La demande de François Hollande a été formalisée au cours de la même journée par Jean-Marc Ayrault, président du groupe parlementaire PS, qui a écrit en ce sens au président de l'Assemblée nationale Bernard Accoyer. Suscitant ce commentaire du président UMP de la commission des Affaires étrangères au Palais Bourbon, Axel Poniatowski : "dans cette affaire aujourd'hui, il n'y a aucun élément qui est réellement susceptible de déclencher une telle commission". Quant à Bernard Accoyer, il s'est dit "très favorable" à une enquête parlementaire qui "répondra au souhait de transparence des plus hautes autorités de l'Etat". Le Premier ministre, François Fillon s'est "félicité" de l'avis du président de l'Assemblée nationale, à la création d'une commission d'enquête parlementaire.
"Si ce n'est pas nous, ce sera d'autres"
Alors que se développe la polémique, l'Elysée et le gouvernement multiplient les mises au point.
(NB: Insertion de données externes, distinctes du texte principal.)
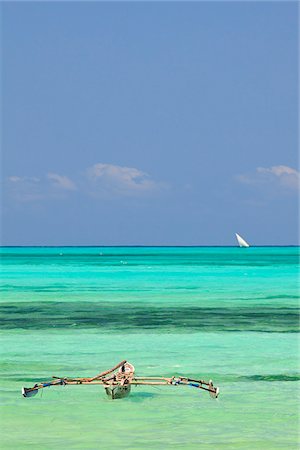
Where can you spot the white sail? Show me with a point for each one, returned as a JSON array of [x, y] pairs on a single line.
[[241, 241]]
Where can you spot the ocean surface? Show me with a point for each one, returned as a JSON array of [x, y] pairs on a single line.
[[220, 313]]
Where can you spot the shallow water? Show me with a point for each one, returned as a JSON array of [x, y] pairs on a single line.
[[228, 314]]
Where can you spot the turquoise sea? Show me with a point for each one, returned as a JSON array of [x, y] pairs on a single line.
[[224, 313]]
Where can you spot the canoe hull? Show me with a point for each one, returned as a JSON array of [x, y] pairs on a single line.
[[28, 392], [115, 392]]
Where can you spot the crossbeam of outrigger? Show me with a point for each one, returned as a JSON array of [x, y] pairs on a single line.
[[118, 380]]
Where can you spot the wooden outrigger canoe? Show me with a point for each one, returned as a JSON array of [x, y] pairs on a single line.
[[118, 380]]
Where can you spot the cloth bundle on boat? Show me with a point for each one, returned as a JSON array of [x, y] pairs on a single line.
[[118, 380]]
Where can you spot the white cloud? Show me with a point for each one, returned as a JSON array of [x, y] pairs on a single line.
[[120, 180], [100, 180], [284, 176], [61, 181]]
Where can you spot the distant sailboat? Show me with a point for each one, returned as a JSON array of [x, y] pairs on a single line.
[[241, 241]]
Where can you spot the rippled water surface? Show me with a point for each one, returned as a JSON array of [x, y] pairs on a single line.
[[228, 314]]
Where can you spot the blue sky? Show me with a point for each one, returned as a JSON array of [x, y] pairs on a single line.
[[149, 123]]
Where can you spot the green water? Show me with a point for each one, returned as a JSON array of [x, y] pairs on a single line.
[[228, 314]]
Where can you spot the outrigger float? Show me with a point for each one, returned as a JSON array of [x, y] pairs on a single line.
[[117, 382]]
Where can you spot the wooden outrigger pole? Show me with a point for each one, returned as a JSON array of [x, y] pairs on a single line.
[[118, 380]]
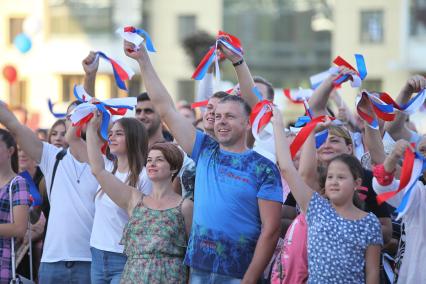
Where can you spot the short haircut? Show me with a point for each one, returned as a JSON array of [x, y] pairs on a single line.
[[270, 94], [239, 100], [143, 97], [172, 154]]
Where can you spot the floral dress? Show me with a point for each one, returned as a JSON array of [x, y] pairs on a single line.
[[155, 244]]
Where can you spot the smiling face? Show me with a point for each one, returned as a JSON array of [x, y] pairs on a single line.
[[340, 183], [208, 117], [230, 124], [25, 162], [338, 142], [157, 167], [117, 138]]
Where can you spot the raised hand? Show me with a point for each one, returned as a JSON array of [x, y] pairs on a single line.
[[231, 56], [90, 63], [396, 155], [136, 53]]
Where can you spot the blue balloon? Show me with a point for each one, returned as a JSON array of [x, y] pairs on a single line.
[[22, 42]]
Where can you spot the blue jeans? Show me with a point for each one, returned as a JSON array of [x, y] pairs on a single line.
[[204, 277], [70, 272], [107, 267]]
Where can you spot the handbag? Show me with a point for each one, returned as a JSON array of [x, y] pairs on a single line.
[[17, 278]]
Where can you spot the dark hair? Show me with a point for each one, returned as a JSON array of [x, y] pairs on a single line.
[[58, 122], [143, 97], [237, 99], [260, 80], [172, 154], [8, 139], [137, 148], [220, 95], [356, 170], [353, 164]]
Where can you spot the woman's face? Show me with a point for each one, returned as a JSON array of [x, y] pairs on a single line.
[[339, 184], [333, 146], [158, 168], [117, 138], [25, 162], [57, 136]]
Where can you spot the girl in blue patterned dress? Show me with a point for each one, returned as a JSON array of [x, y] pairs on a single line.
[[344, 242]]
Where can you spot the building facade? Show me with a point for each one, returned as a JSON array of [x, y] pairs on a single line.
[[72, 28]]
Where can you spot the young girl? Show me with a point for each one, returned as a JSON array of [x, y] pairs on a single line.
[[410, 260], [20, 200], [56, 134], [344, 242], [155, 237], [128, 144]]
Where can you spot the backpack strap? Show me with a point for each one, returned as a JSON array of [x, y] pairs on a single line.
[[61, 154]]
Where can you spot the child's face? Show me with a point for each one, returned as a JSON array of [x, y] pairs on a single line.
[[340, 184]]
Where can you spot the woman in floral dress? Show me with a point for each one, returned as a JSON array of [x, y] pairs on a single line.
[[156, 235]]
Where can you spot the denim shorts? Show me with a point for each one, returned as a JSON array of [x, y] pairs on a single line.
[[76, 272], [204, 277]]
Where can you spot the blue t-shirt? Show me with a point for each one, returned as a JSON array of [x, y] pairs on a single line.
[[226, 222], [337, 246]]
Aucun lien avec la libération des infirmières bulgares, affirmait David Martinon jeudi soir sur LCI. Vendredi matin, interrogé sur RTL, le ministre de la Défense Hervé Morin a souligné que la Libye s'était engagée à acheter à la France des missiles Milan, qui avait reçu "l'accord" d'une commission interministérielle française dès février 2007. Soit bien avant la libération des infirmières bulgares, avant même l'arrivée à l'Elysée de Nicolas Sarkozy.
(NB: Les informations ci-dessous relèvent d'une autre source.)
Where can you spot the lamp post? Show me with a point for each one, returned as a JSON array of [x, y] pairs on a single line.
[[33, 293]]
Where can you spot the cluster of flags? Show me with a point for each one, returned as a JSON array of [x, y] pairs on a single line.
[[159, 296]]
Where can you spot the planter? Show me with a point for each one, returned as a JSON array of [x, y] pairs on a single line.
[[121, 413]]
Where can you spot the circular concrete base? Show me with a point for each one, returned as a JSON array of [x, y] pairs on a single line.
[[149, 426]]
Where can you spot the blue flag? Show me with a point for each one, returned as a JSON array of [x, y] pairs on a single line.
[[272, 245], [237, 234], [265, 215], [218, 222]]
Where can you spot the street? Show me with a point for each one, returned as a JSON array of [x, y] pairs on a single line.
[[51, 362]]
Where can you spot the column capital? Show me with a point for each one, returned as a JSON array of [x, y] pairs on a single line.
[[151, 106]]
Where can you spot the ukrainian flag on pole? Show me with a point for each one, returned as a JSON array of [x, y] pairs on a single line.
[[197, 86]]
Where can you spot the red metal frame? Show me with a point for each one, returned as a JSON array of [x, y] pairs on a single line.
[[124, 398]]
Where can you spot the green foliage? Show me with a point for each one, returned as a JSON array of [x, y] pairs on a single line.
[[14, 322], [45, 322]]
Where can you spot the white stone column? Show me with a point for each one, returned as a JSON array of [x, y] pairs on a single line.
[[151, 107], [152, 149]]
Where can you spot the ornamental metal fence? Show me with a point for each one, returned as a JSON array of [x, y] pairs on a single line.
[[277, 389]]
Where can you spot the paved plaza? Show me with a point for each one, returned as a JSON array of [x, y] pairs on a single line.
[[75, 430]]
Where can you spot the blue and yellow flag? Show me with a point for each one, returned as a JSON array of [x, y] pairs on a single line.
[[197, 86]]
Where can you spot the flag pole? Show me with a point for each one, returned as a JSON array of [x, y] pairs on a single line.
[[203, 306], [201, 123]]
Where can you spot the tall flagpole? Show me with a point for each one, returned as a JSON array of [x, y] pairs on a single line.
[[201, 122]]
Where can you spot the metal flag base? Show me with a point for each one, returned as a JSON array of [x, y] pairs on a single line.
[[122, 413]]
"Sur le contrat Milan, le personnel EADS était sur place depuis 45 jours, bien avant que Claude Guéant et Cécilia Sarkozy ne se rendent en Libye", le 12 puis du 22 au 24 juillet, a-t-il précisé. "Il faut être clair: il n'y a plus d'embargo, la Libye est un pays qui a renoncé à tout son programme nucléaire militaire, qui accepte parfaitement les contrôles de l'AIEA", a argumenté le ministre. "Donc, il n'y a aucune raison que les pays n'engagent pas des discussions pour moderniser l'armée libyenne. Si ce n'est pas nous, ce sera d'autres", a ajouté Hervé Morin. "Il y a des tas de pays en discussion avec Tripoli : les Italiens, les Russes, les Britanniques...". Réaffirmant qu'il n'y "a pas eu de contreparties" à la libération des Bulgares, car "tout était déjà en cours", le ministre a fait valoir que "sur les contrats d'armement, la finalisation, l'ultime touche passent, en général, par un acte politique : le déplacement du président, du Premier ministre, d'un ministre".
18 mois de négociations
Pour le reste, il n'a pas démenti les sommes annoncées la veille par un officiel libyen (un contrat de 168 millions d'euros pour l'achat de missiles antichar, un autre de 128 millions d'euros pour un système de communication radio). Et le ministre de la Défense a confirmé que les négociations portaient bien sur "des missiles Milan" et "des systèmes radio". Tout en soulignant : "Dès lors qu'on est en discussions depuis des mois et des mois, qu'il y a une commission interministérielle française disant : on est d'accord pour les vendre, en février 2007, il est logique que l'on aboutisse". Une version confirmée par le communiqué diffusé vendredi matin par EADS, évoquant une durée de "18 mois" de négociations.
Mais précisément, si le PS, qui dénonce vigoureusement ces contrats, admet l'existence de négociations depuis plusieurs mois, c'est la coïncidence entre leur conclusion et la libération des infirmières bulgares qui fait tiquer. Et la gauche réclame sans relâche "la transparence" sur cet épisode. Pour le député PS André Vallini, une telle "coïncidence est pour le moins curieuse. Tout ça commence à ressembler à une affaire d'Etat. J'espère que ça ne va pas apparaître comme un mensonge d'Etat".